Elasticsearch
Sends processed data to an Elasticsearch cluster. Supports indexing of security events for search and analysis.
Requirements
To use the Elasticsearch output connector, Monad allows you to connect via one of 4 methods:
- URL Connection with Password: Requires Elasticsearch URL, username, password, and index name.
- URL Connection with API Key: Requires Elasticsearch URL, API key, and index name.

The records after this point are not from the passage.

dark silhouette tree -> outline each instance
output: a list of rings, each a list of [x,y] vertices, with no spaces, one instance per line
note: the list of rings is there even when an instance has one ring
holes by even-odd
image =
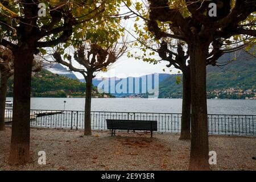
[[[5,102],[9,78],[14,73],[14,56],[11,51],[0,46],[0,131],[5,130]],[[36,57],[33,61],[32,71],[39,72],[42,68],[42,61]]]
[[[40,3],[46,5],[39,9]],[[92,23],[112,22],[118,14],[119,1],[5,1],[0,4],[0,45],[11,49],[14,57],[14,106],[9,163],[23,164],[30,159],[30,93],[34,55],[45,53],[43,48],[61,43],[76,45]],[[40,7],[40,6],[39,6]],[[112,35],[116,35],[115,27]]]
[[[191,147],[189,169],[209,169],[208,135],[206,95],[206,66],[214,65],[220,50],[236,45],[236,51],[254,40],[256,36],[255,1],[217,0],[217,16],[211,17],[212,1],[148,0],[148,28],[154,36],[177,39],[188,45],[191,81]],[[233,4],[232,4],[232,2]],[[171,32],[160,27],[168,26]],[[244,41],[246,40],[246,41]],[[234,44],[230,42],[236,42]],[[212,51],[209,51],[209,48]]]
[[[91,99],[92,80],[96,73],[106,71],[108,67],[115,63],[125,52],[125,44],[119,48],[118,43],[104,48],[97,44],[85,43],[74,53],[73,58],[79,65],[85,69],[77,68],[72,64],[71,55],[67,56],[67,60],[63,59],[59,52],[56,51],[53,56],[56,63],[68,67],[72,71],[80,73],[86,81],[86,96],[84,115],[84,135],[92,135],[91,129]]]
[[[5,102],[8,79],[13,75],[13,56],[11,52],[0,46],[0,131],[5,130]]]

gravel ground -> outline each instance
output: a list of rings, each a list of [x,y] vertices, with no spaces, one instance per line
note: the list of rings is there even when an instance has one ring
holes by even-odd
[[[186,170],[190,141],[179,135],[82,130],[31,130],[31,161],[10,166],[11,129],[0,131],[0,170]],[[256,170],[256,139],[209,136],[210,151],[217,154],[213,170]],[[39,165],[38,151],[46,152],[46,165]]]

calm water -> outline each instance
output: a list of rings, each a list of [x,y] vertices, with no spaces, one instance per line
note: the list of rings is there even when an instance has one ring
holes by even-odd
[[[13,98],[7,98],[13,101]],[[82,98],[32,98],[31,109],[83,110]],[[180,113],[181,99],[92,98],[92,111]],[[208,114],[256,115],[256,100],[208,100]]]

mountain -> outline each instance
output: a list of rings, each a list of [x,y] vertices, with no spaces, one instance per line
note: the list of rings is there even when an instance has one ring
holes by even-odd
[[[225,65],[234,57],[237,57],[237,60]],[[207,89],[209,98],[237,99],[256,96],[255,57],[243,50],[239,50],[224,54],[218,62],[222,63],[224,65],[208,65],[207,68]],[[177,76],[182,77],[182,75],[171,75],[160,83],[159,97],[182,97],[182,85],[175,84]]]
[[[13,78],[8,82],[7,96],[12,97]],[[43,69],[40,72],[33,73],[31,81],[31,97],[84,97],[85,84],[77,79],[53,74]],[[110,97],[109,94],[100,94],[97,88],[93,87],[93,97]]]
[[[43,68],[52,73],[57,74],[68,78],[79,80],[76,76],[71,71],[59,63],[45,64]]]
[[[236,60],[226,64],[234,57],[237,58]],[[239,50],[224,54],[219,59],[218,62],[222,65],[208,65],[207,68],[207,89],[208,98],[246,98],[256,97],[256,91],[254,91],[256,89],[255,57],[243,50]],[[72,72],[58,64],[48,66],[47,69],[60,75],[77,79]],[[182,78],[182,75],[159,74],[159,98],[182,97],[182,84],[176,84],[177,77]],[[152,81],[149,81],[151,80],[150,78]],[[79,80],[85,82],[84,79]],[[151,83],[152,85],[148,85],[149,82]],[[105,85],[101,85],[103,83]],[[154,74],[151,74],[139,77],[124,78],[96,78],[93,80],[93,84],[96,86],[101,84],[100,88],[104,90],[104,92],[110,93],[118,97],[147,97],[147,92],[150,91],[147,87],[148,86],[149,88],[154,88],[155,80]],[[247,90],[251,89],[253,90]],[[122,92],[123,93],[121,93]]]
[[[93,84],[99,86],[105,93],[118,97],[146,97],[150,89],[155,88],[155,82],[160,82],[167,78],[169,74],[150,74],[138,77],[94,78]]]

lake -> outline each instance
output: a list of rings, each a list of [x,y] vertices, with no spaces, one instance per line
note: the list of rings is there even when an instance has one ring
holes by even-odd
[[[13,98],[7,98],[13,101]],[[83,98],[31,98],[31,109],[83,110]],[[208,114],[256,115],[256,100],[208,100]],[[181,99],[92,98],[92,110],[181,113]],[[7,107],[8,108],[8,107]]]

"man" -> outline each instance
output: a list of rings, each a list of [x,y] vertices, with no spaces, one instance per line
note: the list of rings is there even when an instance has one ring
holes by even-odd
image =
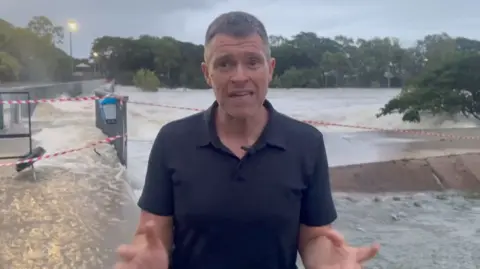
[[[353,269],[375,256],[330,226],[322,134],[266,101],[274,67],[257,18],[210,24],[202,71],[216,102],[160,130],[117,269],[293,269],[297,251],[308,269]]]

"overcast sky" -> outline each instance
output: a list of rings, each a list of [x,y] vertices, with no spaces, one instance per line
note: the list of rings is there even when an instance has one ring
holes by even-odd
[[[36,15],[63,26],[75,19],[73,54],[86,57],[103,35],[201,43],[208,24],[232,10],[258,16],[274,35],[396,36],[404,44],[439,32],[480,39],[479,0],[1,0],[0,18],[17,26]],[[63,47],[68,51],[68,39]]]

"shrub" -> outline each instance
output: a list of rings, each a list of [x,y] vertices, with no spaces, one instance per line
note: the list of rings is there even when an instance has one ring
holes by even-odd
[[[153,71],[140,69],[133,76],[133,84],[144,91],[156,92],[160,87],[160,80]]]

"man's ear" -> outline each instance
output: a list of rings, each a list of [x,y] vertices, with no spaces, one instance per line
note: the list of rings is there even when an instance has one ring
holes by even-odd
[[[208,65],[205,62],[202,63],[202,73],[208,86],[212,87],[212,83],[210,80],[210,72],[208,70]]]

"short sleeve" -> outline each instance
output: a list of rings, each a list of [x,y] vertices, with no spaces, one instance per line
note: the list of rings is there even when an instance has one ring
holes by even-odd
[[[158,133],[147,166],[147,175],[138,206],[159,216],[173,215],[173,189],[171,173],[167,166],[168,133],[163,127]]]
[[[327,152],[321,133],[316,144],[317,146],[312,147],[315,152],[310,154],[315,156],[313,169],[308,173],[308,185],[302,197],[300,212],[300,223],[307,226],[329,225],[337,218],[330,187]]]

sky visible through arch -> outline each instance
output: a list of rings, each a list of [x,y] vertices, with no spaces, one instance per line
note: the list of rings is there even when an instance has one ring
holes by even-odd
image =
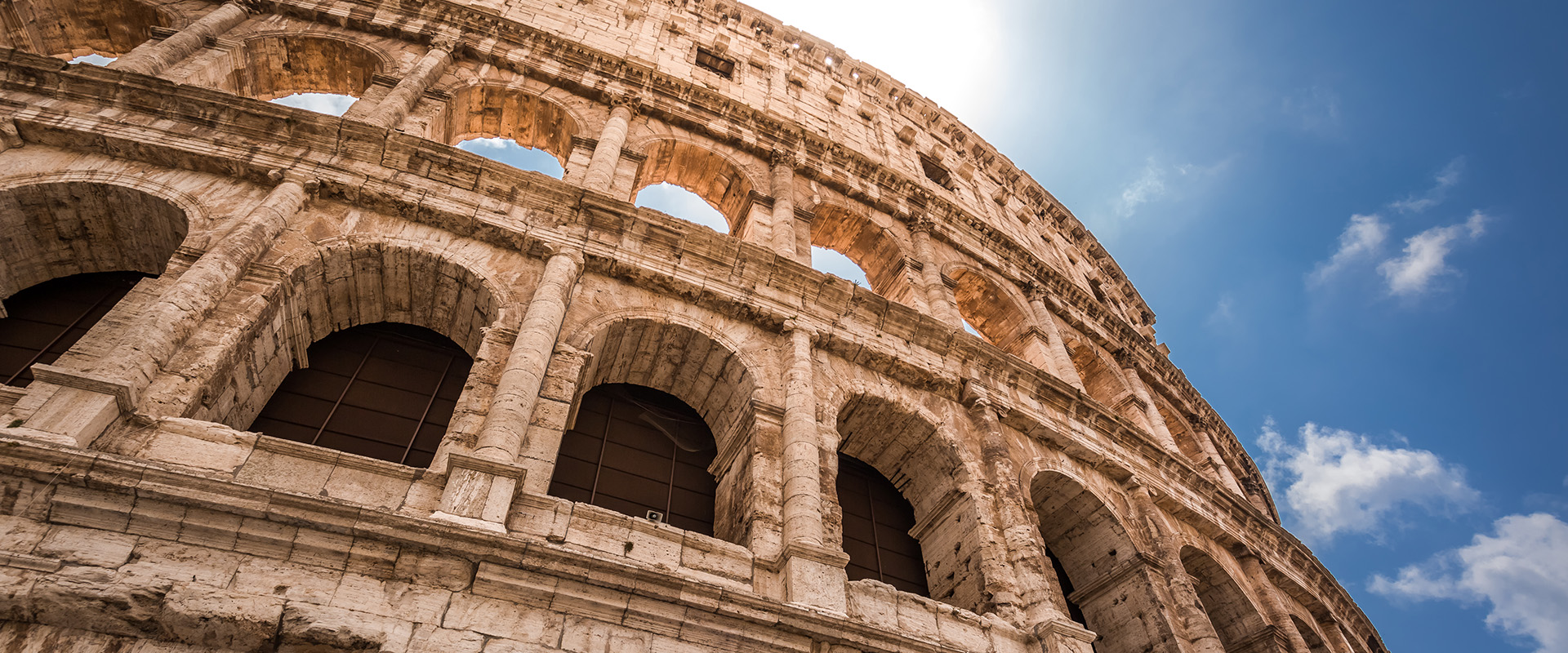
[[[1568,653],[1568,9],[748,3],[1096,233],[1391,650]]]

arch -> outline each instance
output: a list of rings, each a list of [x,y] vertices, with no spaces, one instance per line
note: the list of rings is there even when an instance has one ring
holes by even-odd
[[[1203,468],[1209,459],[1203,451],[1203,445],[1198,443],[1198,438],[1203,435],[1193,431],[1192,424],[1159,393],[1154,393],[1154,407],[1159,409],[1160,417],[1165,420],[1165,429],[1171,432],[1171,438],[1176,440],[1176,448],[1181,454],[1195,467]]]
[[[580,349],[593,354],[580,388],[632,384],[681,399],[707,424],[717,457],[709,467],[718,485],[713,536],[745,542],[756,496],[750,496],[751,460],[742,454],[756,429],[757,376],[720,337],[659,315],[615,315],[582,329]],[[574,410],[582,407],[580,391]],[[575,428],[575,415],[569,428]]]
[[[78,180],[3,188],[0,299],[72,274],[163,274],[188,232],[180,205],[138,188]]]
[[[502,319],[511,301],[477,262],[426,247],[340,238],[282,260],[287,276],[268,313],[248,341],[235,345],[226,376],[210,381],[209,393],[227,399],[204,418],[251,424],[284,377],[310,365],[310,345],[356,326],[423,327],[477,359],[483,327]]]
[[[637,169],[633,197],[655,183],[685,188],[724,216],[729,233],[739,233],[756,188],[739,164],[707,147],[673,138],[648,143],[643,155],[648,158]]]
[[[74,274],[8,298],[0,315],[0,384],[31,384],[33,365],[60,360],[141,277],[141,272]]]
[[[549,493],[713,534],[713,432],[691,406],[644,385],[583,393],[561,435]]]
[[[361,97],[370,80],[394,66],[379,50],[329,33],[267,33],[245,39],[240,66],[220,88],[257,100],[296,92]]]
[[[1073,359],[1073,366],[1079,373],[1079,379],[1083,381],[1083,391],[1090,398],[1115,409],[1132,395],[1132,388],[1121,377],[1121,371],[1116,370],[1115,362],[1098,345],[1071,337],[1065,337],[1063,343],[1068,348],[1068,355]],[[1129,417],[1140,424],[1143,423],[1140,417]]]
[[[1295,622],[1295,630],[1301,633],[1301,640],[1306,642],[1308,653],[1333,653],[1328,644],[1323,642],[1323,636],[1317,634],[1317,628],[1309,626],[1301,617],[1290,615]]]
[[[920,542],[930,597],[980,612],[978,510],[963,490],[971,474],[958,445],[935,418],[866,390],[839,404],[837,431],[839,453],[872,467],[913,507],[909,534]]]
[[[474,359],[430,329],[376,323],[310,345],[248,428],[358,456],[426,467]]]
[[[499,85],[469,85],[452,92],[441,119],[442,139],[505,138],[522,147],[549,152],[561,168],[572,153],[579,121],[543,96]]]
[[[1262,633],[1267,622],[1236,579],[1212,556],[1196,547],[1182,547],[1181,564],[1193,579],[1198,601],[1225,650],[1242,647]]]
[[[8,25],[14,11],[14,25]],[[44,56],[121,56],[168,27],[158,11],[136,0],[22,0],[0,8],[0,45]]]
[[[1040,536],[1057,567],[1065,612],[1104,639],[1099,653],[1160,648],[1156,576],[1121,518],[1082,481],[1043,470],[1030,481]]]
[[[812,211],[811,244],[844,254],[866,271],[877,294],[909,304],[913,288],[903,274],[905,252],[889,229],[837,204],[818,204]]]

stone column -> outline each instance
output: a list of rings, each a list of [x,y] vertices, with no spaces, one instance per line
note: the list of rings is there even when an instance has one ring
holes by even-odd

- Cloud ID Connection with Password: Requires Elastic Cloud ID, username, password, and index name.
- Cloud ID Connection with API Key: Requires Elastic Cloud ID, API key, and index name.
Obtaining Elasticsearch Credentials
Login into your Elastic Cloud Instance — https://cloud.elastic.co/home, and below are screens in Elastic Cloud where you can find the appropriate credentials.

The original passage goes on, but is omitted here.